その上でしっかり判断して投票した結果の筈なのに、「この国民投票はポピュリズムだ」と批判する日本のメディアや有識者に対して橋本氏は怒りを覚えているようだ。
そして7月4日現在再投票の懇願数が400万を超えた事については、離脱派が後悔してやりなおして欲しいと言っているのではなく、残留派の人がもう一度やれと言っていいるだけだと主張した。
そしてイギリスの報道はハッキリと残留支持に傾いた報道をしていたという。
そんな中離脱派が勝利したという事は、「イギリスの政治が完全に失敗したという事」だと橋下氏は言う。
どうやらマスコミが望む結果の時は「国民はすばらしい選択をした」といい、マスコミが望まない結果の時は「国民は雰囲気に流された」という報道をしているようだ。
困ったものである。
国民投票の仕組み
さて、イギリスでは国民投票は3回めとなるのだが、国民投票の仕組みとは一体どのようなものだろう?
イギリスは今回で国民投票3回目。
基本的には日本もイギリスも間接民主制で、国民が選んだ政治家により物事が決められる。
一方今回の国民投票は直接民主制と呼ばれ、国民が政治家を通さずに直接事案を決定することができるものだ。
ちなみに日本では憲法改正の時に国民投票が実施されるが、これまで一度も行われていない。
国民投票は必要か?
国民投票について橋下氏は「議会制民主主義を行う政治体制においては絶対に必要」と語る。

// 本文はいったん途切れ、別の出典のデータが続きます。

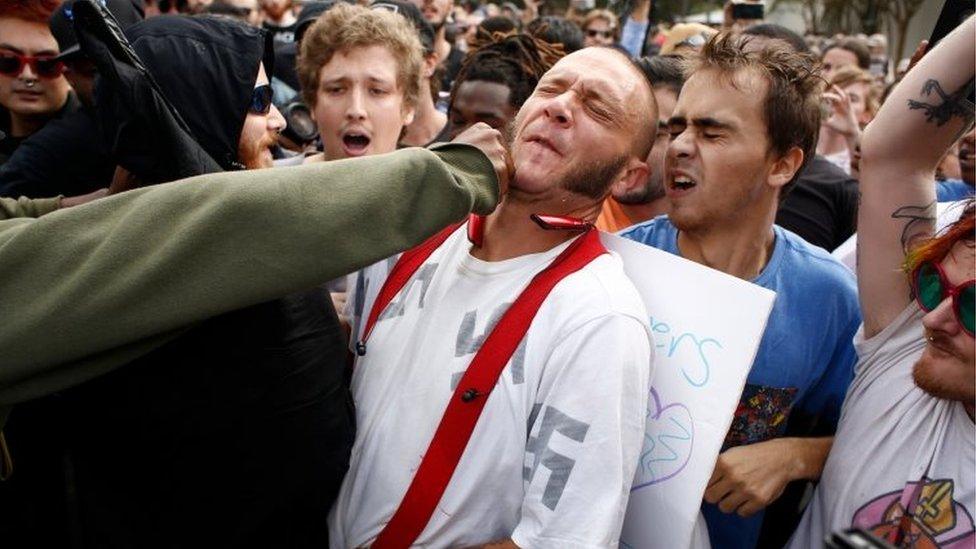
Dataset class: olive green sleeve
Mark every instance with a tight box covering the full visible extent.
[0,196,61,220]
[0,144,498,405]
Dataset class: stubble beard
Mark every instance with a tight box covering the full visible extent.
[912,331,976,406]
[240,132,278,170]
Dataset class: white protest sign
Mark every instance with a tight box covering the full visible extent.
[601,234,776,549]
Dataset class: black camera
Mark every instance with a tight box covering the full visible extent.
[732,2,766,21]
[281,101,319,147]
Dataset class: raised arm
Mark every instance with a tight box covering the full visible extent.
[857,17,976,337]
[0,138,504,405]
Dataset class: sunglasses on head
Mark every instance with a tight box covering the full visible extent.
[0,51,64,78]
[248,84,274,114]
[912,261,976,337]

普段は専門家や政治家がしっかり議論して決めてもらってもいいが、本当に肝心で重要な問題になれば国民の意志と離れていないかを確かめる方法として国民投票は必要なのだという。
しかし逆に森永氏は必要ないという。
なぜなら日本は選挙の時に、政治家か公約で何をするのかををハッキリと示しているので、選挙を通じてどっちにするのかを決めればいいのではないかという意見だ。
だから選挙の時には人を選ぶのではなく政策を選ぶべきだという。
そして木村太郎氏は、代議員制は期限付きの独裁政治であり、今回の国民投票はそれに対する「NO」であったと推測。

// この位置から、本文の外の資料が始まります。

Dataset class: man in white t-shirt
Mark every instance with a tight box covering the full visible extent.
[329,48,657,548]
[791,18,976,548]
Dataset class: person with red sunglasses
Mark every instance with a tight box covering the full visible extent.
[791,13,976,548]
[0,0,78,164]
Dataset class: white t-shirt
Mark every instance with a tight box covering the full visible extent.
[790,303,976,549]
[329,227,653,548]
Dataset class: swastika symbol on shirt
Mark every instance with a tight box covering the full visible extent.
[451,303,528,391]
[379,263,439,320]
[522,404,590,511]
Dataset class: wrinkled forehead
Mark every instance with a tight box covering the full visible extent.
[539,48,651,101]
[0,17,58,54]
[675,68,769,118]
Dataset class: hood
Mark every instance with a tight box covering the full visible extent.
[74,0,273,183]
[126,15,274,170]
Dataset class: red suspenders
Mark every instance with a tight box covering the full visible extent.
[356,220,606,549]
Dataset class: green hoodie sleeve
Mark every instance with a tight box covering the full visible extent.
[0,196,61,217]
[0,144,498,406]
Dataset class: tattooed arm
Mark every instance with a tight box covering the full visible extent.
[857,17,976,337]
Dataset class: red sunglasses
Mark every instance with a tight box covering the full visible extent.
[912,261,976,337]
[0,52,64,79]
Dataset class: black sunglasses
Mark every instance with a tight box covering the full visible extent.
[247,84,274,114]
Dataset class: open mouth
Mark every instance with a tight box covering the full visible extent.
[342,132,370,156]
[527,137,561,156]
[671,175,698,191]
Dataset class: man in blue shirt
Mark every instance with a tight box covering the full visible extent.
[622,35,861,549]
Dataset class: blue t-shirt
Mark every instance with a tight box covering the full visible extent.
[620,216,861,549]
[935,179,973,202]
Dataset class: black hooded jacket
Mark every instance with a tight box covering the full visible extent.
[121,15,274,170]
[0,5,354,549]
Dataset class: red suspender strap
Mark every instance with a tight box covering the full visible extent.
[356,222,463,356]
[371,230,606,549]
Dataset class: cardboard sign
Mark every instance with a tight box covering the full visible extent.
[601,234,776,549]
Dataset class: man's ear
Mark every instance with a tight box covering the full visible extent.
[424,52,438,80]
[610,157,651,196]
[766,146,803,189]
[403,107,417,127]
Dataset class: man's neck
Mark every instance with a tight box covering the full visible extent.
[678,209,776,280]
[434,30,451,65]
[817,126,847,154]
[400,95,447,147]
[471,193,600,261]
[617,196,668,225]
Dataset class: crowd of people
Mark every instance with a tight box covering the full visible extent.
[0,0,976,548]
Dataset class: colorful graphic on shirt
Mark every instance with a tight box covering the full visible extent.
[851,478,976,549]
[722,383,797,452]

よって安全面としての国民投票はあるべきだとの意見を語った。
EU事情に詳しい庄司克広さんは、過去のナチスドイツのように国民投票を悪用されないように、国民投票の発議自体も議会ではなく国民ですべきだという。
様々な意見があり、非常に考えさせられる問題だ。
国民投票の問題点?
しかしそれらとは別に、国民投票には問題点があるという。
今回のEU離脱交渉は通告から約二年間の猶予がある。
実はこの国民投票には法的な拘束力は無く、イギリス議会は「EUから離脱しない」という選択する可能性もあるのだ。

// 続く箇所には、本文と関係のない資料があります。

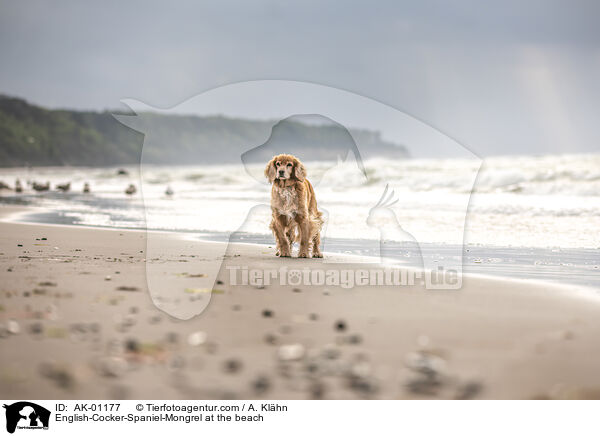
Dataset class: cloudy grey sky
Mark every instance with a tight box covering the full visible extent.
[0,0,600,156]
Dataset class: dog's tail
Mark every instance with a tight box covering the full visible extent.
[310,210,325,239]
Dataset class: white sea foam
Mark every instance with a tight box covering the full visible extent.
[0,155,600,248]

さらにメディアは国民投票をした事によってイギリスが二分されてしてしまった、国民投票はすべきではなかった、と報じている。
そてに対して橋下氏は、そもそもが意見が二分されていたものに蓋をしていただけで、国民投票によって二分されたわけではないのだという。
EUの問題点
そもそもこのEUという構造自体はどうなのだろうか?
そこにはある問題点があるという。
EU離脱派の意見
EU離脱派のイギリス人の方は、なぜEUからの離脱を望むのだろう。
番組内の取材では、
「イギリスからEUに流れていくお金が問題。しかも僕らは国をコントロールできない」
「外から命令されるのはもう国じゃない」
「政治家が決めることかもしれないけど任せてっられない。やぱっり大事な問題だから政治家ではなく国民が決めるべき」
と語っている。
国がEUの管理下に置かれている事に非常に憤っているようだ。
EU官僚の問題
さらにEUの官僚の問題もある。
EUの本部はブリュッセル(ベルギー)にあるのだが、その周辺の高級レストランではEUの官僚が優雅に食事をしているという。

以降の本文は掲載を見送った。